El
viejo músico limaba lenta y parsimoniosamente sus uñas. Desde la
primera clase había aprendido que el cuidado de las manos era vital
para una adecuada interpretación de su instrumento, y una medida
estética que le permitía presentarse seguro frente a cualquier
audiencia. Una vez terminado el proceso, el músico abrió un
cuaderno de partituras con algunos compases anotados en él, para
poder seguir creando lo que debería ser su obra cúlmine
y una especie de herencia para la humanidad. El viejo músico cerró
sus ojos, dejó que su imaginación empezara a volar, interpretando
en el instante las notas que manaban de su mente, y una vez
convencido de su sonido, las anotaba en el cuaderno.
Luego
de una hora de composición el músico decidió para un rato para
aclarar sus ideas y evitar caer en repeticiones innecesarias en los
compases; dejó el instrumento en el estuche que había sobre la mesa
y se sirvió un café. Cuando iba en el segundo sorbo una lluvia de
ideas se apoderó de su cabeza, haciéndolo dejar de inmediato la
taza en la mesa para tomar su instrumento, empezar a tocar y a
escribir lo creado; al parecer
el efecto del café había sido casi mágico, pues en pocos minutos
había duplicado lo creado en la primera hora de trabajo.
Tres
horas después el músico estaba frenético, pues su cerebro no
dejaba de crear sonidos y armonías. Sus manos ya estaban
acalambradas de tanto tocar y escribir, hasta que de pronto se
encontró con la última página del cuaderno llena, y con las ideas
manando a raudales dentro de su cerebro, luchando por salir lo antes
posible para no bloquear a las nuevas que se sucedían una tras otra.
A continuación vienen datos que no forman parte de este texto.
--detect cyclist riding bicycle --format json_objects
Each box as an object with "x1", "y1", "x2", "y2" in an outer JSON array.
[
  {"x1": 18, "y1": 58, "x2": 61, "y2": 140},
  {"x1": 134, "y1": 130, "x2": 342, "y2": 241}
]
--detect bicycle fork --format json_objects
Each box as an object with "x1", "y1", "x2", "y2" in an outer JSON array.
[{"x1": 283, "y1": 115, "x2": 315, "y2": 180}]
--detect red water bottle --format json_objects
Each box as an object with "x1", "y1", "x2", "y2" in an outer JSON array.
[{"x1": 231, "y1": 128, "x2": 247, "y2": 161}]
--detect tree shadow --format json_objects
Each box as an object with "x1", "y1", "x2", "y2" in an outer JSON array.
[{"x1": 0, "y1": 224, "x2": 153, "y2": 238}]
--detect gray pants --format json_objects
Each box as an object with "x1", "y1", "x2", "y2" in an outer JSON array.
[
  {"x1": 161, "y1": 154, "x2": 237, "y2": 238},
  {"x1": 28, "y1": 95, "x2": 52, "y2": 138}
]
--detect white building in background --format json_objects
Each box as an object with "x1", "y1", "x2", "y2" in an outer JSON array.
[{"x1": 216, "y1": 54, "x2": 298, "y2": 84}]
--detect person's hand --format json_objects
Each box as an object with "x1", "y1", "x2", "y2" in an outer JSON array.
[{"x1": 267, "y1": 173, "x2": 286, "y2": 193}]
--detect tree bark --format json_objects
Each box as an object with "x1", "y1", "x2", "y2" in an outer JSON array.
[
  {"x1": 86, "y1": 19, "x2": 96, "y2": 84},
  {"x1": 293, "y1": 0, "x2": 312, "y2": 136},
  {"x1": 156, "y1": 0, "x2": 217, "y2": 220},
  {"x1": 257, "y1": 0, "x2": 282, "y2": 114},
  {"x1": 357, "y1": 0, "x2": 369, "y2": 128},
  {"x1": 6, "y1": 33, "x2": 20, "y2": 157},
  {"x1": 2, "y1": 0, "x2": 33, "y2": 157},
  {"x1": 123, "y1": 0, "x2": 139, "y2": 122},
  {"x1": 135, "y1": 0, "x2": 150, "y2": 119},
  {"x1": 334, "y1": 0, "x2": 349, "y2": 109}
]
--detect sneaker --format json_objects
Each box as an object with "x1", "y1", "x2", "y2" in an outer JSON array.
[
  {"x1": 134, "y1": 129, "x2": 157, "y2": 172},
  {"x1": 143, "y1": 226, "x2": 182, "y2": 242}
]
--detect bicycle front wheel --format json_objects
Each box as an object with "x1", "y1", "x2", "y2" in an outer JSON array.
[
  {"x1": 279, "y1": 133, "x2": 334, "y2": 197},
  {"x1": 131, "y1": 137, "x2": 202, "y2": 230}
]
El músico se vio en la imperiosa necesidad de salir a comprar un
nuevo cuaderno lo antes posible para no perder esa vorágine de
creación en que estaba sumido.
Media
hora más tarde el músico estaba en la caja de la librería tratando
de apurar a la dependiente para que le cobrara luego, mientras las
ideas musicales se seguían agolpando en su cabeza sin poder dejarlas
salir. Había tres personas delante de él en la fila, y ninguna
parecía tener apuro alguno. Tanta fue su desesperación que pasó
delante de los tres, siendo increpado por clientes y la cajera, quien
se negó a cobrarle fuera de su sitio en la fila. El hombre de pronto
sintió una fuerte opresión en su pecho, que no fue considerada por
nadie luego de su actitud. Tres minutos después el hombre cayó al
suelo, colapsado. Cuatro minutos después su alma se desprendió de
su cuerpo, dejando inconclusa su póstuma marcha fúnebre.